Konkret bedeutet das: den Jungen werden Berufe wie Erzieher, Altenpfleger oder Verwaltungsfachangestellter vorgestellt, die Mädchen können die Aufgaben einer Bauingenieurin, Werkzeugmechanikerin oder einer IT-Systemkauffrau näher kennen lernen. „Wir wollen Mädchen und Jungen die Chance geben, Berufe für sich zu entdecken, die sie vorher vielleicht gar nicht in Erwägung gezogen haben. Weil sie dem vorgefertigten Urteil folgen: an einem Auto schrauben nur Männer, im Vorzimmer arbeiten nur Frauen“, erklärt Regina Homeyer, Gleichstellungsbeauftragte der Stadt Detmold.

Am 25. Juni stellen deshalb Ausbildungsbetriebe, Verbände und Organisationen praxisnah mit Mitmachaktionen verschiedenste Berufsfelder vor. Aus erster Hand können sich Mädchen über handwerklich-technische Tätigkeiten informieren und Jungen über Berufe aus dem sozialen und pädagogischen Bereich sowie aus dem Dienstleistungssektor. Eine Beruferallye führt die Jungen und Mädchen dabei von Stand zu Stand.

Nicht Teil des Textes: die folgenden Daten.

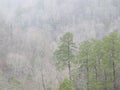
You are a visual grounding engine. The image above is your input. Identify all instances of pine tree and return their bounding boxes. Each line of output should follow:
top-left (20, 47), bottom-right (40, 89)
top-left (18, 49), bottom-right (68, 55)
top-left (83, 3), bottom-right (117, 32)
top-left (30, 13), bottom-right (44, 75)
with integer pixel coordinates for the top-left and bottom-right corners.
top-left (77, 40), bottom-right (92, 90)
top-left (54, 32), bottom-right (75, 80)
top-left (102, 31), bottom-right (120, 90)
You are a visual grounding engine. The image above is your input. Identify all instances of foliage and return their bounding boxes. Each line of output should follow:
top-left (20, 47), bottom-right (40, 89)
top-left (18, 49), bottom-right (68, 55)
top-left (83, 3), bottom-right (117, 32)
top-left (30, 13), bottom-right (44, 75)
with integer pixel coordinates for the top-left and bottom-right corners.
top-left (58, 78), bottom-right (74, 90)
top-left (76, 31), bottom-right (120, 90)
top-left (54, 32), bottom-right (75, 70)
top-left (54, 32), bottom-right (76, 80)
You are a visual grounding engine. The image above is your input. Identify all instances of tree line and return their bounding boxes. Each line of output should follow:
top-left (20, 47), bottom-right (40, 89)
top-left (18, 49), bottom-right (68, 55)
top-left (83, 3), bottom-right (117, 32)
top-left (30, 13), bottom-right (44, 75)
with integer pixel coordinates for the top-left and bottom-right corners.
top-left (54, 31), bottom-right (120, 90)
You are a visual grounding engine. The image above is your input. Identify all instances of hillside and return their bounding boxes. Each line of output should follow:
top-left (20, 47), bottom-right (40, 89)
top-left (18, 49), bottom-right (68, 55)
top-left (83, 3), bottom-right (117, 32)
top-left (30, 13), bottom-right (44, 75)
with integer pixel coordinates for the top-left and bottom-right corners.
top-left (0, 0), bottom-right (120, 90)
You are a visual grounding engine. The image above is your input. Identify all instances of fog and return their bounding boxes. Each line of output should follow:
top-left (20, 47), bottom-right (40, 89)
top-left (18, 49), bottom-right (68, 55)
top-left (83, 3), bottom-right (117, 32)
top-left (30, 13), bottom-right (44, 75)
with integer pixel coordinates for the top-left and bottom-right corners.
top-left (0, 0), bottom-right (120, 90)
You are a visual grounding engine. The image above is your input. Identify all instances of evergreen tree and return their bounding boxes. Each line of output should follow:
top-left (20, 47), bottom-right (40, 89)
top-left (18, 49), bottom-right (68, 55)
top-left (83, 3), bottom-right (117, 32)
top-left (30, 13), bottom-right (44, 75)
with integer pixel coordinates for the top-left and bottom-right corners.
top-left (54, 32), bottom-right (75, 80)
top-left (77, 40), bottom-right (92, 90)
top-left (102, 31), bottom-right (120, 90)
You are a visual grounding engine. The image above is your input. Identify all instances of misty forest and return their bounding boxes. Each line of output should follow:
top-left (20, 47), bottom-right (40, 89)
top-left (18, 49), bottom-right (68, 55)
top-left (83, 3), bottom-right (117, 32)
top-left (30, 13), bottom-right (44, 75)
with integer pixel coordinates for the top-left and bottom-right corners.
top-left (0, 0), bottom-right (120, 90)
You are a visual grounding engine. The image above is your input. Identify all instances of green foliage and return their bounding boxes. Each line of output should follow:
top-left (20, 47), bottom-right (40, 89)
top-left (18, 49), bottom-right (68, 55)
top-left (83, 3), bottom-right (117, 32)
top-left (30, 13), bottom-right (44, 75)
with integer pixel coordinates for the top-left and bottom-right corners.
top-left (55, 31), bottom-right (120, 90)
top-left (58, 78), bottom-right (74, 90)
top-left (102, 31), bottom-right (120, 63)
top-left (54, 32), bottom-right (75, 70)
top-left (77, 40), bottom-right (92, 67)
top-left (76, 31), bottom-right (120, 90)
top-left (8, 78), bottom-right (23, 90)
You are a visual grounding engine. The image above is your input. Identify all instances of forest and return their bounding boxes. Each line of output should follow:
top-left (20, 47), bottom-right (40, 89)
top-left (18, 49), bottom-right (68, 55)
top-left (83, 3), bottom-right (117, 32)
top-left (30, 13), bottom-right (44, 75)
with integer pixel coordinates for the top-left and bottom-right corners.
top-left (0, 0), bottom-right (120, 90)
top-left (1, 30), bottom-right (120, 90)
top-left (55, 31), bottom-right (120, 90)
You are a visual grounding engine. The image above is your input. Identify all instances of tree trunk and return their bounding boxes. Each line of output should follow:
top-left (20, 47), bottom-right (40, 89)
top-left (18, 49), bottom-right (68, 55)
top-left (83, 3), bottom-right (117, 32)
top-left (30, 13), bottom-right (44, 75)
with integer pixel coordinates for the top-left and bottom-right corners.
top-left (86, 58), bottom-right (89, 90)
top-left (68, 61), bottom-right (71, 80)
top-left (41, 72), bottom-right (46, 90)
top-left (67, 40), bottom-right (72, 80)
top-left (104, 69), bottom-right (108, 90)
top-left (94, 66), bottom-right (98, 81)
top-left (86, 66), bottom-right (89, 90)
top-left (113, 61), bottom-right (116, 90)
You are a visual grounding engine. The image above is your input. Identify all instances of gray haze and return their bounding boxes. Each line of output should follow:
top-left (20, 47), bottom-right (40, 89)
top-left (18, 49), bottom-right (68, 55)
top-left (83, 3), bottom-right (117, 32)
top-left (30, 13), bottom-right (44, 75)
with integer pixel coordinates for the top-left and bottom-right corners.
top-left (0, 0), bottom-right (120, 90)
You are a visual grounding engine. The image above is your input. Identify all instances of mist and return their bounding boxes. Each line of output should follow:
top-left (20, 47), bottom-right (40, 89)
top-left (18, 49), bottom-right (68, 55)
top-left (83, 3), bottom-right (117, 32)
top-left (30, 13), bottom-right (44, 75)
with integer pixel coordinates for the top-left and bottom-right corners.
top-left (0, 0), bottom-right (120, 90)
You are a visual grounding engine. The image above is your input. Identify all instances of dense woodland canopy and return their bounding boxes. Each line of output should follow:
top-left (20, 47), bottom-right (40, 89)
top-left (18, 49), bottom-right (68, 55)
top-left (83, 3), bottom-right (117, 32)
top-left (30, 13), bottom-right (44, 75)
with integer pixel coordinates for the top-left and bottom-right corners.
top-left (0, 0), bottom-right (120, 90)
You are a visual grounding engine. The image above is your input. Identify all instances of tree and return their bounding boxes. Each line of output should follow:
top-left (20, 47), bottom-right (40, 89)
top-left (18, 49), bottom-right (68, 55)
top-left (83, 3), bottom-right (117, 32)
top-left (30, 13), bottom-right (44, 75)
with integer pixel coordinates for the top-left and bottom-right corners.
top-left (58, 78), bottom-right (74, 90)
top-left (54, 32), bottom-right (75, 80)
top-left (89, 39), bottom-right (104, 90)
top-left (76, 31), bottom-right (120, 90)
top-left (77, 40), bottom-right (92, 90)
top-left (102, 31), bottom-right (120, 90)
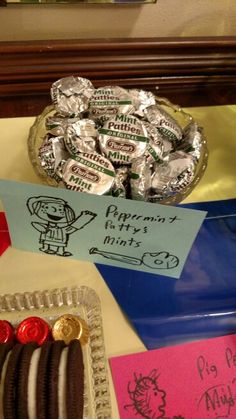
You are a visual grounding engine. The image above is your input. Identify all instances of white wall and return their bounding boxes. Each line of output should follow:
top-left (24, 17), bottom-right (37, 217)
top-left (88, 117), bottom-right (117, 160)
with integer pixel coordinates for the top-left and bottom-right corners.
top-left (0, 0), bottom-right (235, 41)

Organisiert wird die Mädchenmesse von der Gleichstellungsstelle der Stadt Detmold in Kooperation mit der Agentur für Arbeit, dem Netzwerk Lippe, FAIR – Beratungs- und Koordinationsbüro, den städtischen Jugendzentren und Paulines Töchter e.V.. Weitere Informationen werden auch auf den Internetseiten der Organisatoren veröffentlicht.

Die Jungenmesse wird organisiert von dem  Viktor Berg, dem Jungenpädagogen des städtischen Jugendamtes, in Zusammenarbeit mit der Agentur für Arbeit und der städtischen Gleichstellungsstelle.